Government Response to IHT on Pensions - A Disappointing Outcome
The Government has now published its response to the Technical Consultation on Inheritance Tax (IHT) on pensions: liability, reporting and payment. Disappointingly, it appears they are pressing ahead with most of the proposals - despite well-reasoned and practical alternatives put forward by many in the industry, including ourselves.
In our consultation response back in January, we outlined our concerns in detail. Like others, we put forward simple, effective alternatives that would have met HMRC's revenue goals without introducing IHT into pensions.
For example:
- Apply income tax at the recipient's marginal rate on death benefits - a fair, efficient method that aligns with how pension income is taxed during life and could allow for the removal of the Lump Sum Death Benefit Allowance (LSDBA), thereby simplifying the system.
- Reintroduce a flat-rate death tax, similar to the approach used prior to the introduction of pension freedoms in 2015 - a model that was well-understood and easier to administer.
Instead, what we're left with is a complex, delayed, and potentially distressing system that puts the entire burden of tax payment on personal representatives (PRs) - often grieving relatives with little financial experience.
This approach risks significant delays to the payment of death benefits, currently processed within days or weeks, but now likely to take months as PRs navigate a much more cumbersome process.

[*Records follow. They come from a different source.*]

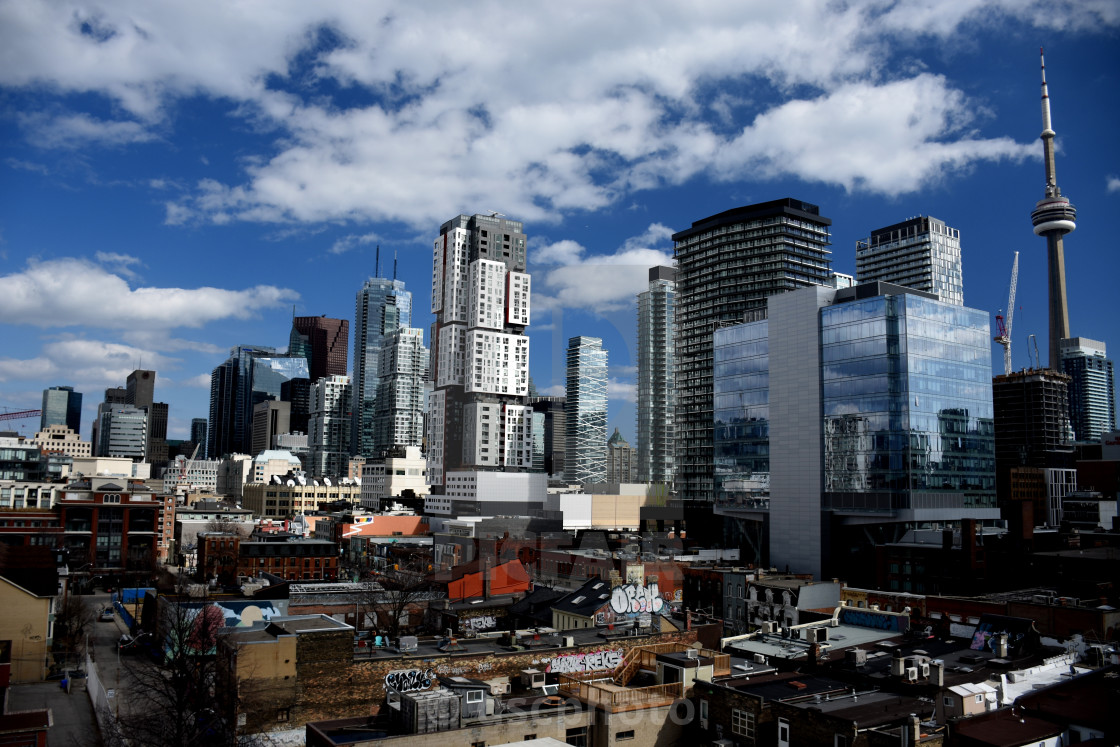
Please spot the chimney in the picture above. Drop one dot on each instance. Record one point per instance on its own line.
(938, 672)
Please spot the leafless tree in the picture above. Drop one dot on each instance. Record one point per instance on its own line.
(395, 601)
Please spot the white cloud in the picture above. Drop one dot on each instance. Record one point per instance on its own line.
(622, 391)
(85, 363)
(70, 292)
(81, 130)
(593, 103)
(600, 282)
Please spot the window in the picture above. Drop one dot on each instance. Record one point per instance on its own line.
(743, 724)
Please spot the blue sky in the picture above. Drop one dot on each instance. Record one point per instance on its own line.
(176, 177)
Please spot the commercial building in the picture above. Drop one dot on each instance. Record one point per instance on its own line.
(479, 419)
(286, 495)
(198, 435)
(271, 418)
(323, 342)
(62, 405)
(921, 252)
(62, 439)
(586, 411)
(231, 426)
(389, 371)
(727, 265)
(1092, 389)
(123, 432)
(848, 417)
(402, 468)
(329, 427)
(656, 362)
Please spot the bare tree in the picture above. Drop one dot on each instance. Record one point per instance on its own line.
(395, 601)
(169, 698)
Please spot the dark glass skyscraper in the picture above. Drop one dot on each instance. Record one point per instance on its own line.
(727, 265)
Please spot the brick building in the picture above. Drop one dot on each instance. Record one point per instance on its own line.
(226, 557)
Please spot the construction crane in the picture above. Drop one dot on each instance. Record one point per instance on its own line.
(1005, 329)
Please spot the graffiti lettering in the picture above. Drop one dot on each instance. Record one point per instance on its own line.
(409, 680)
(594, 662)
(481, 623)
(634, 598)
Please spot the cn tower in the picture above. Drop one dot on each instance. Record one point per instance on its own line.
(1054, 217)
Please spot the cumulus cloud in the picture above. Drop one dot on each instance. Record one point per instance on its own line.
(599, 283)
(896, 138)
(622, 391)
(68, 292)
(87, 363)
(593, 104)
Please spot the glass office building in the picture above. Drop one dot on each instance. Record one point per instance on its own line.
(889, 429)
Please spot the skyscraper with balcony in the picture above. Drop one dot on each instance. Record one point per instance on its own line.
(656, 436)
(324, 342)
(727, 265)
(921, 252)
(231, 414)
(1092, 391)
(390, 367)
(586, 411)
(479, 418)
(329, 426)
(62, 405)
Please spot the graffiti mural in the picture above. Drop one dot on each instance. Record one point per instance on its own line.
(594, 662)
(634, 598)
(481, 623)
(409, 680)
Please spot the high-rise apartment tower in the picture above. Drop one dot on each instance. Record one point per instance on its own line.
(727, 265)
(1092, 391)
(479, 417)
(922, 253)
(656, 361)
(586, 411)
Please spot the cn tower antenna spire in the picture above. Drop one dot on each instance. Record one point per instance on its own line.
(1053, 217)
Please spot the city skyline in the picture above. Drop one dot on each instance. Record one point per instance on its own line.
(207, 198)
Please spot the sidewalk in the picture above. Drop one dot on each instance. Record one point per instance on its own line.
(73, 715)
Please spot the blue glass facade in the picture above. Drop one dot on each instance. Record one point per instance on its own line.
(740, 399)
(906, 419)
(906, 394)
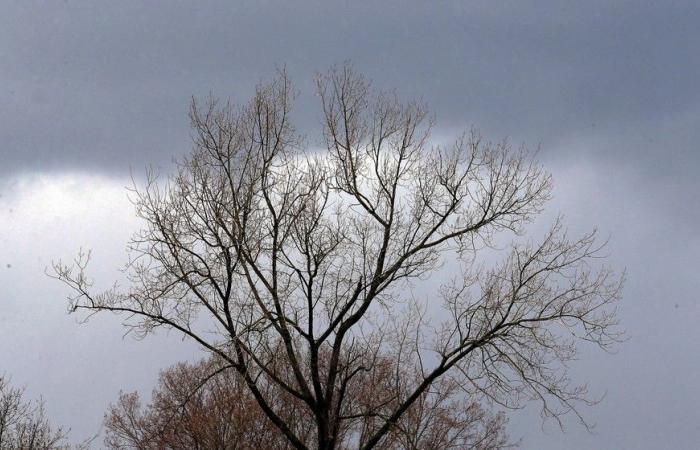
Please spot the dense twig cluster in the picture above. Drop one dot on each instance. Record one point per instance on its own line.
(295, 267)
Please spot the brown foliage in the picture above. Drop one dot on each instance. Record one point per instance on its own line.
(23, 424)
(297, 267)
(199, 406)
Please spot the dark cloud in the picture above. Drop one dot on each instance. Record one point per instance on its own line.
(105, 86)
(609, 90)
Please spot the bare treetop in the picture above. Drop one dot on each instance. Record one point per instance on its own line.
(297, 267)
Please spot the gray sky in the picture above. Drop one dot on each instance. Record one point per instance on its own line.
(608, 89)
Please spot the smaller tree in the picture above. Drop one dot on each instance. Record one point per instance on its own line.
(207, 405)
(23, 425)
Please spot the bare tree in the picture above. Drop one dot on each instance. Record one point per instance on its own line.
(270, 254)
(202, 406)
(23, 425)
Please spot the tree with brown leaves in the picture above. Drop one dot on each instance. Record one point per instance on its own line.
(23, 424)
(298, 266)
(199, 406)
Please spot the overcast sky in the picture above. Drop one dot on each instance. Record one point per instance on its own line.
(608, 90)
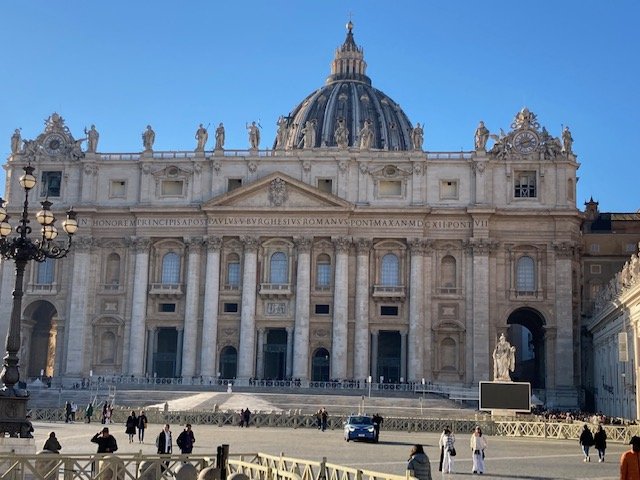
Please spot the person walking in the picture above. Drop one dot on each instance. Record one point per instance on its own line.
(600, 442)
(448, 450)
(131, 424)
(419, 465)
(142, 426)
(630, 461)
(586, 441)
(106, 442)
(52, 444)
(478, 445)
(186, 439)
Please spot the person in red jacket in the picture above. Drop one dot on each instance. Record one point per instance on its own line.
(630, 461)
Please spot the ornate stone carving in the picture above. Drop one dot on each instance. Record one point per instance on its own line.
(213, 243)
(303, 244)
(278, 193)
(342, 244)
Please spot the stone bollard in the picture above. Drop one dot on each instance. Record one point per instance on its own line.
(47, 468)
(111, 468)
(209, 473)
(186, 471)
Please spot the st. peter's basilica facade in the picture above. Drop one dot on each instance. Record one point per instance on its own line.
(345, 250)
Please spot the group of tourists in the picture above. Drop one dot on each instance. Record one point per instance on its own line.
(419, 465)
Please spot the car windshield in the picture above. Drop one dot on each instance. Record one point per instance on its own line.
(360, 420)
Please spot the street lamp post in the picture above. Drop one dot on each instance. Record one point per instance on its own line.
(22, 249)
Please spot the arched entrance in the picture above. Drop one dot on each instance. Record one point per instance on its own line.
(228, 362)
(320, 365)
(526, 333)
(41, 339)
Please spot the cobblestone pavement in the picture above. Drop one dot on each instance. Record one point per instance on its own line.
(507, 458)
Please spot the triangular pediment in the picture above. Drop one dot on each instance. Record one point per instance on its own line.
(277, 191)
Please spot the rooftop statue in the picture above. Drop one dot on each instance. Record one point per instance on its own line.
(504, 360)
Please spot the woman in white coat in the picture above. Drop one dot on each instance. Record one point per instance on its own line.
(478, 444)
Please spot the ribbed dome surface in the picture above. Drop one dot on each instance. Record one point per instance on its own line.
(347, 98)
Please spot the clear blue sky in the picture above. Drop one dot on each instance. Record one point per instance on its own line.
(124, 64)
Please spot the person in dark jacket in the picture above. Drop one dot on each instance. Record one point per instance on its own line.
(186, 439)
(600, 442)
(52, 444)
(586, 441)
(106, 442)
(419, 465)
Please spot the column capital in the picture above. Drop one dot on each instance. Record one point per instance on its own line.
(212, 243)
(303, 244)
(250, 243)
(139, 244)
(341, 244)
(363, 245)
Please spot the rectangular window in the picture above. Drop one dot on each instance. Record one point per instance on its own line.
(389, 310)
(325, 185)
(233, 183)
(50, 184)
(117, 188)
(167, 307)
(389, 188)
(322, 309)
(172, 187)
(525, 185)
(449, 190)
(230, 308)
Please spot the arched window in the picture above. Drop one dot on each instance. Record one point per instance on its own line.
(112, 275)
(233, 270)
(171, 268)
(46, 272)
(525, 275)
(390, 273)
(323, 271)
(278, 270)
(448, 272)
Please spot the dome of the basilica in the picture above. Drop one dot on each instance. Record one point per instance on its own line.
(336, 114)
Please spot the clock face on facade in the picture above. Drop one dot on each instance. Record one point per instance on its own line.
(53, 143)
(525, 141)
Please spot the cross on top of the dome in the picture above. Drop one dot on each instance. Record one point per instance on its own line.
(349, 63)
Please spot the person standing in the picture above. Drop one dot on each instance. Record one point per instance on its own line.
(106, 442)
(586, 441)
(600, 442)
(142, 425)
(448, 451)
(478, 444)
(419, 465)
(630, 461)
(52, 444)
(186, 439)
(131, 424)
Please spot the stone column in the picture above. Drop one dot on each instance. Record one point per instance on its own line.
(340, 309)
(246, 354)
(77, 336)
(288, 369)
(139, 305)
(210, 310)
(415, 369)
(374, 355)
(298, 365)
(403, 355)
(361, 343)
(179, 351)
(480, 305)
(191, 308)
(564, 316)
(260, 360)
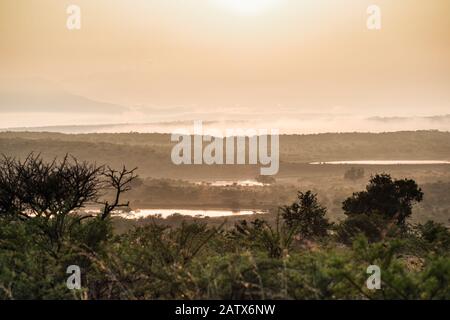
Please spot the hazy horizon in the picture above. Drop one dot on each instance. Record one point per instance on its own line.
(301, 67)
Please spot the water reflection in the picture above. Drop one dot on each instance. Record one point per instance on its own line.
(144, 213)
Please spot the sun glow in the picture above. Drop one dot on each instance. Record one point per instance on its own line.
(247, 7)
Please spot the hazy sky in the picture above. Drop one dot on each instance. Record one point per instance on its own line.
(161, 60)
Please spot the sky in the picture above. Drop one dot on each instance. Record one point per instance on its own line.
(300, 65)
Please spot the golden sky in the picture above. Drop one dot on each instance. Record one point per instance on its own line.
(162, 58)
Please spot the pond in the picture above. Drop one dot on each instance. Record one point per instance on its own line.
(144, 213)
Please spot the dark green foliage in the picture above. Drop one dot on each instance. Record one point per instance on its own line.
(283, 259)
(307, 215)
(390, 198)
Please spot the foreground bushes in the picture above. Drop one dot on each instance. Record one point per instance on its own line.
(300, 256)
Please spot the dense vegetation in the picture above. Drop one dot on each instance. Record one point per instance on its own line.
(298, 255)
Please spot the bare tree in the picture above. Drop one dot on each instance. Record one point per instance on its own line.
(120, 182)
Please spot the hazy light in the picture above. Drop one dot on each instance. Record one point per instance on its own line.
(247, 7)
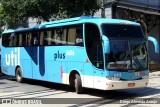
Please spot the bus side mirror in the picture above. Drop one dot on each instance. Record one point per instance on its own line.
(155, 42)
(106, 44)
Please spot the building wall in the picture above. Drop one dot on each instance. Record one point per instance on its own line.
(154, 31)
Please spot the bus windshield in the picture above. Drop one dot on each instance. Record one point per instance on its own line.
(128, 52)
(122, 31)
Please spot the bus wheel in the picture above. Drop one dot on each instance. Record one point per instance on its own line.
(19, 75)
(78, 84)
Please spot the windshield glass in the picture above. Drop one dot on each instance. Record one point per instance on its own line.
(127, 48)
(122, 31)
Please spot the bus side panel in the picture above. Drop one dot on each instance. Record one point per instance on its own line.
(88, 75)
(54, 70)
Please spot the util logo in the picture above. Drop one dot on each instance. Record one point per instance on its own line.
(13, 58)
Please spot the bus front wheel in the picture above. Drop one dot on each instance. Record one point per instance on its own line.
(78, 84)
(19, 75)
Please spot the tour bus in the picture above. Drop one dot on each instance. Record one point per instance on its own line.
(99, 53)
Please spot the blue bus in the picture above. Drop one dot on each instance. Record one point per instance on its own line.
(99, 53)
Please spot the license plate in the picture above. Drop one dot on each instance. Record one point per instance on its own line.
(131, 84)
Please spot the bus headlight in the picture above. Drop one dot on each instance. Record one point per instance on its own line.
(113, 78)
(145, 77)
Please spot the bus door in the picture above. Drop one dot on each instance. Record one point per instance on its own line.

The expectation that PRs will coordinate IHT calculations on pension funds, alongside the rest of the estate, adds unnecessary pressure and potential for error, especially given the tight six-month deadline for IHT payment.
While this may simplify things for scheme administrators, it's being done at the expense of beneficiaries and families, who will bear the stress of both complexity and delay.
Frankly, this feels like a short-sighted decision. While we recognise the fiscal pressures facing the government, the blanket dismissal of fair, practical alternatives is both disappointing and surprising.
The industry had presented thoughtful solutions that would raise similar tax revenue, but in a way that respects the unique nature of pensions and the need for swift support for families at their most vulnerable time.
We will continue to advocate for a more sensible and humane approach to taxing pension death benefits.
The information above is based on our understanding of the legislation applicable to UK Registered Pension Schemes, and HM Revenue & Customs rules. It is provided as a summary only and should not be taken as advice - Morgan Lloyd SIPP Services Ltd and Morgan Lloyd Administration Ltd are not authorised to give financial advice and will not be responsible for any decision or action taken as a result of relying on this information. If you are a retail client you should seek financial advice from a financial adviser who is authorised by the Financial Conduct Authority and/or seek guidance from the Government’s Pension Wise service.